What Is Reduced Listening Good For?
"What ultimately is the usefulness of reduced listening?" wondered the film and video students whom we obliged to immerse themselves in it for four days straight. Indeed, it would seem that film and television use sounds solely for their figurative, semantic, or evocatory value, in reference to real or suggested causes, or to texts?but only rarely as formal raw materials in themselves.
However, reduced listening has the enormous advantage of opening up our ears and sharpening our power of listening. Film and video makers, scholars, and technicians can get to know their medium better as a result of this experience and gain mastery over it. The emotional, physical, and aesthetic
value of a sound is linked not only to the causal explanation we attribute to it but also to its own qualities of timbre and texture, to its own personal vibration. So just as directors and cinematographers -even those who will never make abstract films- have everything to gain by refining their knowledge of visual materials and textures, we can similarly benefit from disciplined attention to the inherent qualities of sounds.
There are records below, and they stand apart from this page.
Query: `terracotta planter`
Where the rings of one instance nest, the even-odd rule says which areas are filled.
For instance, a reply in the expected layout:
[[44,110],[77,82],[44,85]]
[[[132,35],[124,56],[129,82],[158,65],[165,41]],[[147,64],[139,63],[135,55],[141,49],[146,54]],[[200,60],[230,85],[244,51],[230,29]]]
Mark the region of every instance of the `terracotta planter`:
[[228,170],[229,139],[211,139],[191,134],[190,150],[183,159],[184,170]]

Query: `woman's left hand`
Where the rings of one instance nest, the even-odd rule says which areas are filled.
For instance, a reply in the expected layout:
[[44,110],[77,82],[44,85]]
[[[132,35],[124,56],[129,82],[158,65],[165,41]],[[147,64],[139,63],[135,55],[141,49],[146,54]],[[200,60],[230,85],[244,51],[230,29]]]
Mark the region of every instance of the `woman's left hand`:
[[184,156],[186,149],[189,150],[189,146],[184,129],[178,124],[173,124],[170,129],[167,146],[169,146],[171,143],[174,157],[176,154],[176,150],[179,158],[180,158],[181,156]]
The Acousmatic Dimension and Reduced Listening
Reduced listening and the acousmatic situation share something in common, but in a more ambiguous way than Pierre Schaeffer (who first developed both notions) gave us to understand. Schaeffer emphasized how acousmatic listening, which we shall define further on as a situation wherein one hears the sound without seeing its cause, can modify our listening. Acousmatic sound draws our attention to sound traits normally hidden from us by the simultaneous sight of the causes-hidden because this sight reinforces the perception of certain elements of the sound and obscures others. The acousmatic truly allows sound to reveal itself in all its dimensions.
At the same time, Schaeffer thought the acousmatic situation could encourage reduced listening, in that it provokes one to separate oneself from causes or effects in favor of consciously attending to sonic textures, masses, and velocities. But, on the contrary, the opposite often occurs, at least at first, since the acousmatic situation intensifies causal listening in taking away the aid of sight. Confronted with a sound from a loudspeaker that is presenting itself without a visual calling card, the listener is led all the more intently to ask, "What's that?" (i.e., "What is causing this sound?") and to be attuned to the minutest clues (often interpreted wrong anyway) that might help to identify the cause.
When we listen acousmatically to recorded sounds it takes repeated hearings of a single sound to allow us gradually to stop attending to its cause and to more accurately perceive its own inherent traits.
A seasoned auditor can exercise causal listening and reduced listening in tandem, especially when the two are correlated. Indeed, what leads us to deduce a sound's cause if not the characteristic form it takes? Knowing that this is "the sound of x" allows us to proceed without further interference to
explore what the sound is like in and of itself.